Subquery Elimination and Rewriting Techniques in Database Query Optimization

Subquery Elimination and Rewriting Techniques in Database Query Optimization

Topic Description
In the process of database query optimization, subqueries (Subqueries) are a common way of writing SQL, but their execution efficiency can be low. The optimizer needs to transform complex subqueries into equivalent and more efficient JOIN operations or other forms. This process is called Subquery Elimination or Subquery Rewriting. This topic requires an in-depth understanding of common types of subqueries, reasons for their inefficiency, and how the optimizer improves query performance through logically equivalent transformations.

Key Knowledge Points

Types of Subqueries and Performance Issues
- Correlated Subquery: The subquery depends on column values from the outer query. The subquery is executed once for each row of outer data, leading to performance bottlenecks.
- Non-correlated Subquery: The subquery can be executed independently, but excessive nesting can increase the overhead of temporary result sets.
- Typical inefficient scenarios: Subqueries using IN, EXISTS, NOT EXISTS, etc., are prone to full table scans or repeated calculations with large data volumes.
Core Idea of Subquery Rewriting
Through logically equivalent transformations, subqueries are converted into set operations such as JOIN, Semi-Join, Anti-Join, etc., to reduce the number of query layers and repeated calculations.

Step-by-Step Explanation

Step 1: Analyze Execution Bottlenecks of Subqueries
Example Problem:

SELECT * FROM employees e 
WHERE e.salary > (SELECT AVG(salary) FROM employees WHERE dept_id = e.dept_id);

Problem Analysis:
This is a typical correlated subquery. For each row in the employees table, the subquery needs to calculate the average salary of the department based on the current row's dept_id. If the table has N rows, the subquery is executed N times, resulting in O(N²) time complexity.

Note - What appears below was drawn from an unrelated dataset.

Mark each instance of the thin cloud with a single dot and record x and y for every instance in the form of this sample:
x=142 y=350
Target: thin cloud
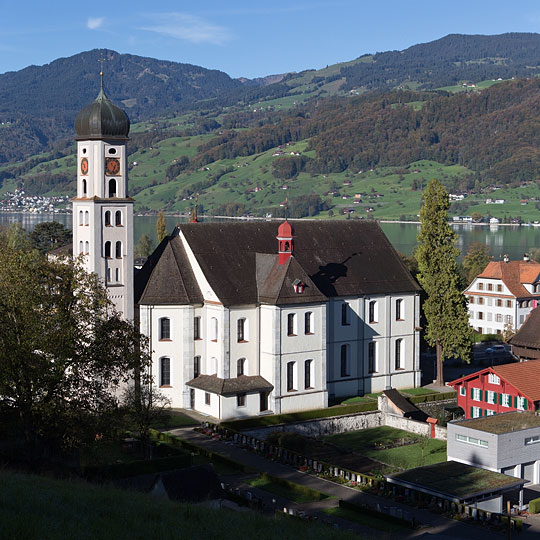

Step 2: Rewrite as a JOIN Operation

Equivalent Transformation Idea:
Pre-calculate the average salary for each department, then compare it with the employee's salary through a join.
Rewritten SQL:

SELECT e.* 
FROM employees e 
JOIN (SELECT dept_id, AVG(salary) AS avg_salary 
      FROM employees GROUP BY dept_id) dept_avg  
ON e.dept_id = dept_avg.dept_id 
WHERE e.salary > dept_avg.avg_salary;

Optimization Effect:
The subquery is executed only once, and the comparison is completed in one go via hash join or sort-merge join, reducing the time complexity to O(N).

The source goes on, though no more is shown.